Following from @G, here's a crossing we had in January. There's no way I'd have left my boots off in this or my feet'd have been crunched under something. Personally I'm always paranoid about getting a foot trapped even in small rivers. :)

Actually it was very borderline in that video. We decided not to cross back and forth any more after that, which is how we ended up stuck camping behind a side creek for 2+ days listening to boulders being washed down the main river. Interesting experience.

Phreerunner said...

Maybe the 'soaked to the knees' image didn't do justice to the problem!
Many river crossings in the UK are fine using Crocs and walking poles.

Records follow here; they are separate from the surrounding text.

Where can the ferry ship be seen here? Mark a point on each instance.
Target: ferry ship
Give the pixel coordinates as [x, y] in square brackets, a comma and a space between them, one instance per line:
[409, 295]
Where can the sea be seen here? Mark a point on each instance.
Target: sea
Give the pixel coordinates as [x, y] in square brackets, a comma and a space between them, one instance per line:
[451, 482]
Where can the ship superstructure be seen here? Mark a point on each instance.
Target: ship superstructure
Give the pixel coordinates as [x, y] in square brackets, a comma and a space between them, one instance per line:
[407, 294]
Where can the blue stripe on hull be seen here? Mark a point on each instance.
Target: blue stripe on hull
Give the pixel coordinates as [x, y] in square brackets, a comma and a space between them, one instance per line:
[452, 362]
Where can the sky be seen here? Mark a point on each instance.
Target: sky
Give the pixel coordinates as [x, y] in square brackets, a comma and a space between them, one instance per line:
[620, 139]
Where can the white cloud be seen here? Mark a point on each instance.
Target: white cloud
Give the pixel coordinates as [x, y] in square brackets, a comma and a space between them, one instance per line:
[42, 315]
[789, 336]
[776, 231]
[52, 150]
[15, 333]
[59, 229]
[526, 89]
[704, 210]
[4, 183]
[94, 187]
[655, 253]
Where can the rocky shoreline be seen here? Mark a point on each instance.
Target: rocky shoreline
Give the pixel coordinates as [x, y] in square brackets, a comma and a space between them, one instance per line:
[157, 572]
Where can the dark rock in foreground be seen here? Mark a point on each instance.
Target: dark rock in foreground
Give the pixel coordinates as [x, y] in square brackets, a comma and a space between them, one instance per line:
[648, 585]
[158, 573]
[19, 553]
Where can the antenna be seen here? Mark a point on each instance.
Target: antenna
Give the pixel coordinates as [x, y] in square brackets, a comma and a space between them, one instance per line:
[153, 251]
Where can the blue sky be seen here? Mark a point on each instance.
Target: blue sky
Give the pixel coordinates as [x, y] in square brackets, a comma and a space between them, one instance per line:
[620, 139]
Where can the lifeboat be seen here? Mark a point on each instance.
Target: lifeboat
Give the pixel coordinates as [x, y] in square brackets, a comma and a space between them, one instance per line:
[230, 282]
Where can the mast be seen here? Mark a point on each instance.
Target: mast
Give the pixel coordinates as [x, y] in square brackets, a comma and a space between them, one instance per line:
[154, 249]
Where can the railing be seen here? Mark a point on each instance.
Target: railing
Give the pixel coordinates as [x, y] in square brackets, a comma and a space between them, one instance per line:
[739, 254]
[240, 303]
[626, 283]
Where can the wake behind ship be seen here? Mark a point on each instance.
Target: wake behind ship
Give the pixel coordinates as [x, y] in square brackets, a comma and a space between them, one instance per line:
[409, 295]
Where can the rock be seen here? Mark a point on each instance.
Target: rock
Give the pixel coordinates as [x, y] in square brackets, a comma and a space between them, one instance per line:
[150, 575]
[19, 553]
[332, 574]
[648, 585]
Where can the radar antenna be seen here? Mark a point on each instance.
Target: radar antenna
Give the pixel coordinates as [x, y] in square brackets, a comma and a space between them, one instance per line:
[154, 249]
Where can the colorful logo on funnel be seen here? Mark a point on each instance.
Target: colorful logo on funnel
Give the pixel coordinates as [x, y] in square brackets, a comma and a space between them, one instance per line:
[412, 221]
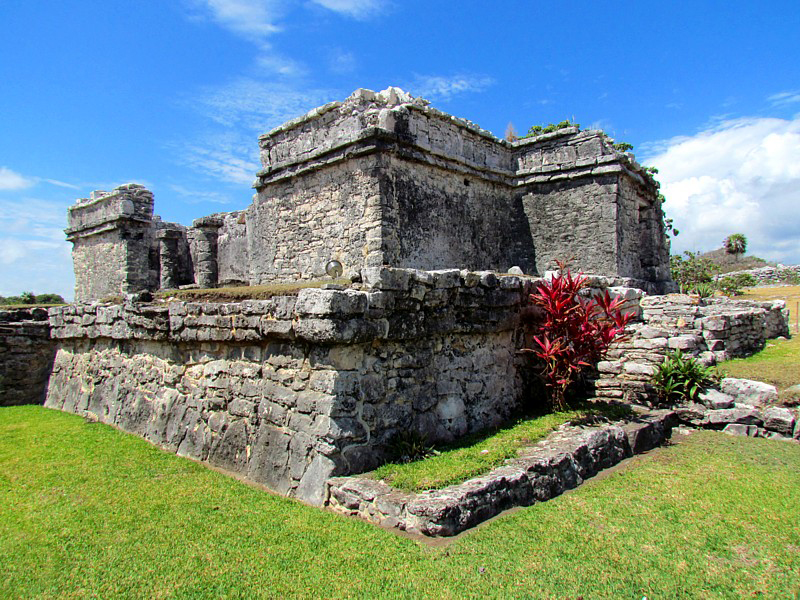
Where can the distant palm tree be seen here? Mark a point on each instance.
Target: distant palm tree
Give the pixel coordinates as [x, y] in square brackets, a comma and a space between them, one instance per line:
[736, 244]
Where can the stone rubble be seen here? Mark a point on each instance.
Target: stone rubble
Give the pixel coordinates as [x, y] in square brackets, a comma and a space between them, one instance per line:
[563, 461]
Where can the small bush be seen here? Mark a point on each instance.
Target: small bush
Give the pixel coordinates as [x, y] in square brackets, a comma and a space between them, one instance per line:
[575, 332]
[733, 285]
[789, 277]
[704, 290]
[680, 379]
[542, 129]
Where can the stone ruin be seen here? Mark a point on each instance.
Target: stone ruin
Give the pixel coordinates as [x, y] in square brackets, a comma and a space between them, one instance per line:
[427, 213]
[385, 179]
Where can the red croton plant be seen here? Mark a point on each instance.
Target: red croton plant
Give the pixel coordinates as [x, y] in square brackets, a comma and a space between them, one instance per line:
[575, 331]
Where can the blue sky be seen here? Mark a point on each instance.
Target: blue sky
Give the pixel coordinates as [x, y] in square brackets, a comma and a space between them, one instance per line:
[174, 93]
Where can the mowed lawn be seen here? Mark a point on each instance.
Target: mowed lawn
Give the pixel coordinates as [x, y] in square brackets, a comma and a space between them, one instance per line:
[88, 511]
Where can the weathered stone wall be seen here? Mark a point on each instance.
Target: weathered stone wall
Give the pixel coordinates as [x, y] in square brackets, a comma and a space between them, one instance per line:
[26, 356]
[713, 330]
[575, 221]
[768, 274]
[290, 391]
[232, 256]
[452, 195]
[594, 205]
[384, 179]
[112, 235]
[296, 225]
[433, 217]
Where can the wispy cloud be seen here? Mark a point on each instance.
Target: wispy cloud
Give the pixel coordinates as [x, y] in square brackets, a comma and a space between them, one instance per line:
[358, 9]
[785, 98]
[227, 156]
[11, 180]
[196, 196]
[34, 255]
[256, 105]
[61, 184]
[341, 62]
[253, 19]
[444, 87]
[741, 175]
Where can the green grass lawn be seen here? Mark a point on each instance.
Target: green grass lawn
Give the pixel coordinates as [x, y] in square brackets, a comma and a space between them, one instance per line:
[88, 511]
[779, 363]
[478, 454]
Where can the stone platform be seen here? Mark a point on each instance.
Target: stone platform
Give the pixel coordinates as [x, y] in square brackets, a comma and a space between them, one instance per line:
[559, 463]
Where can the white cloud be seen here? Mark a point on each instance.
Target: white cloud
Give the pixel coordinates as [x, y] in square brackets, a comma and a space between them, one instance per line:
[741, 176]
[245, 108]
[61, 184]
[341, 62]
[358, 9]
[785, 98]
[440, 87]
[252, 19]
[11, 180]
[196, 197]
[34, 254]
[256, 105]
[226, 156]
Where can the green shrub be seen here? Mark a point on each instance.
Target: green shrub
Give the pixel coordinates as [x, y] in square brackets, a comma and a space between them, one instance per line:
[408, 446]
[704, 290]
[788, 276]
[680, 378]
[733, 285]
[542, 129]
[691, 269]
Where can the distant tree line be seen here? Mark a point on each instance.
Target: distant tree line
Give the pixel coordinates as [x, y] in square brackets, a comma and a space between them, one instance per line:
[31, 298]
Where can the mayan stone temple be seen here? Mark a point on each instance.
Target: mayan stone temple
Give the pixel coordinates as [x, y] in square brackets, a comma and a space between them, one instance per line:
[438, 233]
[385, 179]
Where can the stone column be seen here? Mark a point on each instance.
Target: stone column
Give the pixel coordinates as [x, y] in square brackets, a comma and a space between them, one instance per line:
[168, 257]
[204, 250]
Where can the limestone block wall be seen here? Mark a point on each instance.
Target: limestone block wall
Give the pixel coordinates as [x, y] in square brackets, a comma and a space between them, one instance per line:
[589, 202]
[434, 217]
[291, 391]
[233, 261]
[296, 225]
[26, 356]
[769, 274]
[112, 235]
[713, 330]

We wouldn't dream of using Crocs when rivers are in spate, but then again we probably wouldn't dream of crossing such rivers in boots, either.
It looks as if Berghaus Yeti Gaiters may be of some use to you. Perhaps.
Anyway, I suppose it's a case of staying safe, so if in doubt don't cross, if in less doubt consider boots (minus socks and footbeds), and if it's just a relatively easy one-off crossing Crocs may be acceptable.
(I appreciate the conditions and terrain in NZ can be a bit different from many parts of the UK, btw)

Happy Hiking
Martin B

Word = slipsy!

vijay said...

Great post ....

from Nagarhole

Gustav Boström said...


This is the way more and more lightweight hikers do it:

Try it, you might like it!

I switched to trailrunners a few years ago and haven't looked back. Even in the cold Scandinavian temperatures the system works great down to around +5C. After that you need to get some waterproof socks on, or maybe Neoprene socks.

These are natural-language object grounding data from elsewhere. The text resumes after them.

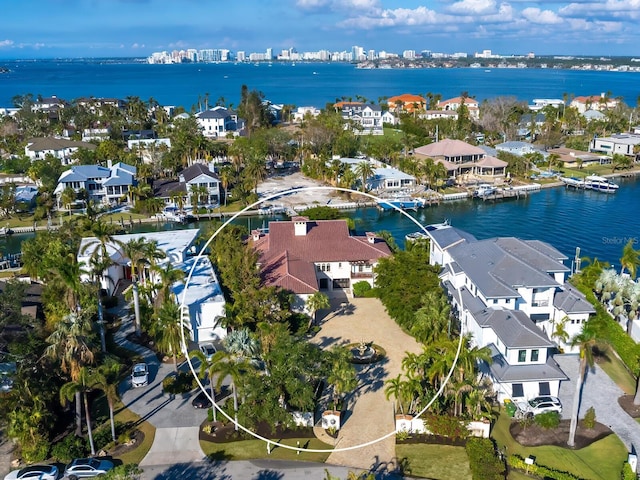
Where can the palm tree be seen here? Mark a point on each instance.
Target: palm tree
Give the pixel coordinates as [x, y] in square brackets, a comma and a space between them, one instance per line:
[100, 261]
[316, 302]
[135, 250]
[364, 170]
[70, 344]
[209, 367]
[586, 340]
[342, 374]
[241, 345]
[630, 260]
[228, 367]
[80, 386]
[105, 378]
[173, 326]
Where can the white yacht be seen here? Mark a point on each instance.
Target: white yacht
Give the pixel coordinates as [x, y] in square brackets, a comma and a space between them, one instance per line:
[600, 184]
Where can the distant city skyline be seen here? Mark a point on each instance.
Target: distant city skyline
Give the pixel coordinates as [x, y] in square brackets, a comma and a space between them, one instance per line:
[136, 28]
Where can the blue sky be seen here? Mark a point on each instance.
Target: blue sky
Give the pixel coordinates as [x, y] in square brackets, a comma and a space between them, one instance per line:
[98, 28]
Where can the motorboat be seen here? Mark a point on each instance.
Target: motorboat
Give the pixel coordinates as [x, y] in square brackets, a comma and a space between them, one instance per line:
[600, 184]
[484, 190]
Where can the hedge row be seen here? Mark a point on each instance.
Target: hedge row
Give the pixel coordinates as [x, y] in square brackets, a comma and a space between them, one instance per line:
[517, 462]
[484, 463]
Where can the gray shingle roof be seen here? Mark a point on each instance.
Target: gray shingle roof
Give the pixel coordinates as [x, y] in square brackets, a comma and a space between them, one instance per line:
[513, 327]
[570, 300]
[503, 372]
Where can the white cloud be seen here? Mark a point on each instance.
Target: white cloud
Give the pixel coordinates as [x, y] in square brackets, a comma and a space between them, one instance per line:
[544, 17]
[473, 7]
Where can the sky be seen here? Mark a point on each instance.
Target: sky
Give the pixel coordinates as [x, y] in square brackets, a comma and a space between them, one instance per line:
[136, 28]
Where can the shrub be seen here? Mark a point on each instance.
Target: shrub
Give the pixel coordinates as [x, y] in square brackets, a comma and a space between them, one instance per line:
[181, 383]
[627, 473]
[589, 420]
[361, 289]
[446, 426]
[547, 420]
[484, 463]
[68, 448]
[517, 462]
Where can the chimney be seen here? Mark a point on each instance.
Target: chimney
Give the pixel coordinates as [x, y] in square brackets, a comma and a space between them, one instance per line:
[300, 226]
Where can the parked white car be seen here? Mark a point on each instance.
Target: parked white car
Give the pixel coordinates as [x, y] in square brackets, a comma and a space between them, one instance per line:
[544, 404]
[87, 467]
[140, 375]
[34, 472]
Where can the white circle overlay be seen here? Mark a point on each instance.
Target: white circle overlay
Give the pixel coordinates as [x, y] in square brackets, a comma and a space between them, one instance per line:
[206, 391]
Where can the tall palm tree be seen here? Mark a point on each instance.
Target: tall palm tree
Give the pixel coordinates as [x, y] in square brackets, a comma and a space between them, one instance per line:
[630, 260]
[241, 344]
[80, 386]
[71, 344]
[100, 260]
[228, 367]
[106, 378]
[316, 302]
[173, 324]
[226, 178]
[135, 251]
[208, 368]
[585, 340]
[364, 170]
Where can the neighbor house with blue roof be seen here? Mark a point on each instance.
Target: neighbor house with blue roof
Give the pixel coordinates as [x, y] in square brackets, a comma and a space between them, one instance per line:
[511, 295]
[105, 185]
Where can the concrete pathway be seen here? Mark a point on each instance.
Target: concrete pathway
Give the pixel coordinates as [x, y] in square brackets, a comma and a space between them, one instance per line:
[601, 393]
[370, 415]
[176, 421]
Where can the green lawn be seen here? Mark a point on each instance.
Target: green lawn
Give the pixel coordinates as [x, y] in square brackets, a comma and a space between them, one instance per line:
[254, 449]
[601, 460]
[617, 371]
[439, 462]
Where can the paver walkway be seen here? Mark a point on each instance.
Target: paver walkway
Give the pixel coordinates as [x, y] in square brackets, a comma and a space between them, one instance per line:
[370, 413]
[601, 393]
[176, 421]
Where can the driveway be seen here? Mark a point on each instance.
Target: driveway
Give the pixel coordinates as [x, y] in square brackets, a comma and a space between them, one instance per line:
[601, 393]
[370, 415]
[176, 421]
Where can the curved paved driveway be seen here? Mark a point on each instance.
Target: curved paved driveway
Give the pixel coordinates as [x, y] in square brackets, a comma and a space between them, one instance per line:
[370, 413]
[601, 393]
[176, 421]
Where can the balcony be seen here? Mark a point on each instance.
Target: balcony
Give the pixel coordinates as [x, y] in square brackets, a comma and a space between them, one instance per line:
[361, 274]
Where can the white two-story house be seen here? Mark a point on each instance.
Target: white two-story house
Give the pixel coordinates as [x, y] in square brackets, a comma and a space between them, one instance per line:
[104, 185]
[202, 298]
[218, 122]
[364, 119]
[306, 256]
[60, 148]
[196, 185]
[511, 295]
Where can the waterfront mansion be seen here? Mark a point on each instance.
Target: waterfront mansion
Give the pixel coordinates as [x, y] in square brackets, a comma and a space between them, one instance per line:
[511, 295]
[306, 256]
[202, 300]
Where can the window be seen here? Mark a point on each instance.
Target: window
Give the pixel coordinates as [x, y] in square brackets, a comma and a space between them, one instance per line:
[544, 388]
[517, 390]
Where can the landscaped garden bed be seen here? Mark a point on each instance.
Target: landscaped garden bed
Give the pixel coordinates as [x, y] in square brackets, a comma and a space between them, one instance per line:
[534, 435]
[224, 433]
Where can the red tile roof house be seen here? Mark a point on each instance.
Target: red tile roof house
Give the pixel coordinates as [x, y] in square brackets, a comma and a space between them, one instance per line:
[306, 256]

Initially I thought hiking in trailrunners would be pure madness, but after having hiked in Sarek, Sweden, with constant fords several times a day, I realized that my feet were going to get wet or moist regardless of how I went about. Rubber boots are too heavy and you get too much sweat. Fording overboots are too much of a hassle when you have 10 fords a day, Sandals are too unsafe in the cold glacier water, and normal boots dry too slowly and you still get moist feet from sweat, even if you manage to keep the water out.

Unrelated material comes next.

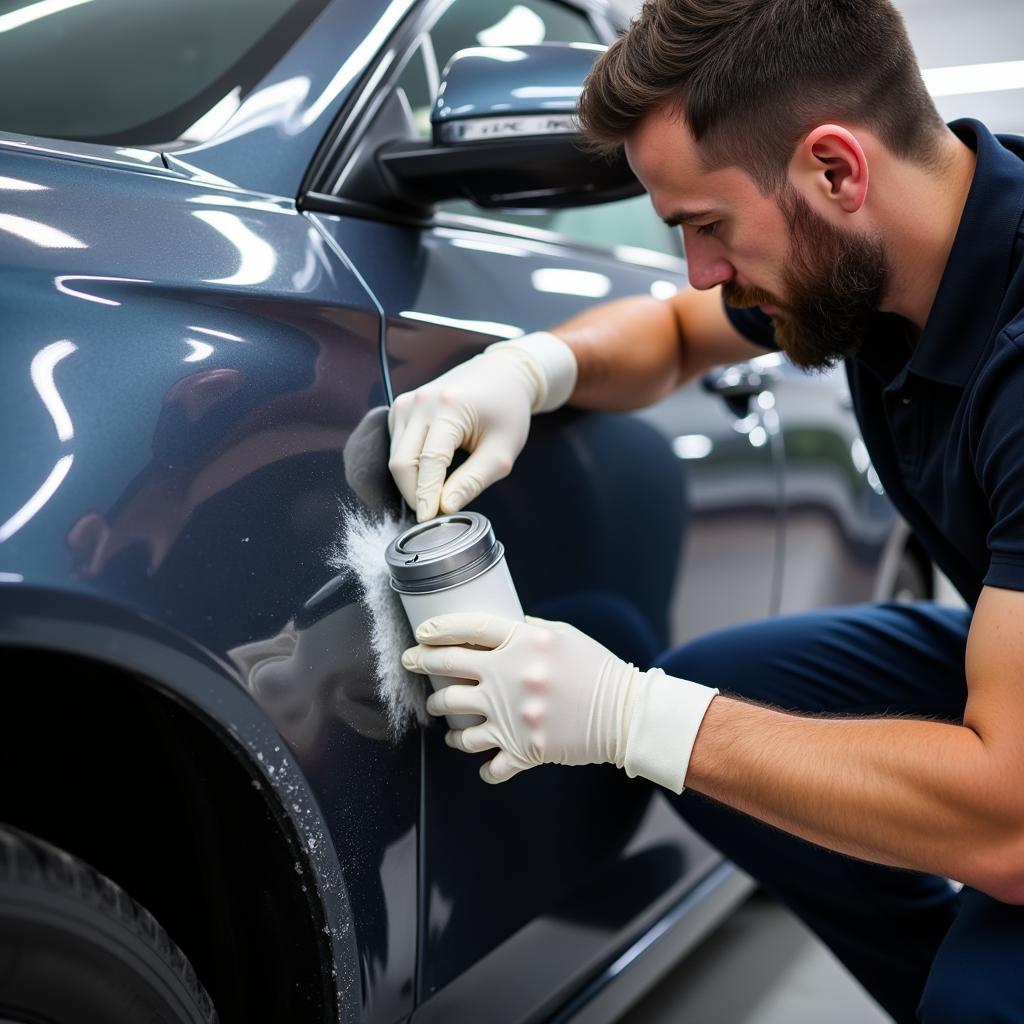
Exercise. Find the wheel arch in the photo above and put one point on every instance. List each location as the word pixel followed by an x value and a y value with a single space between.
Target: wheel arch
pixel 141 754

After my first attempt I found that when hiking in trailrunners my feet certainly got wet directly, but they also dried very quickly and my feet felt much more comfortable. I haven't had a single blister since I changed system. This seems counter-intuitive, but I think it has to do with the fact that my feet never get too hot now, which they frequently did before.

Gustav Boström said...

The in the above comment didn't seem to come out well. Here it is again:
Tripping the wet fantastic

Maple Kiwi said...

Thanks for that Gustav! I can imagine that trail runners dry a fair bit faster than boots.
I would switch but I'm a bit too clumsy to leave my ankles unsupported. Maybe some day!

Gustav Boström said...

Footwear is a very individual question. I can just speak for myself and I also was concerned about ankle support. I very rarely twist my ankles, but one thing I can say is that heavy boots make me clumsier. Having light feet makes for a more secure step for me. Even on talus. It is quite counter-intuitive but it seems to work for me.

Another thing you could try is using unlined lightweight boots such as Inov8 Roclite 370. You still get the advantage of ankle support, but with boots that dry out fast.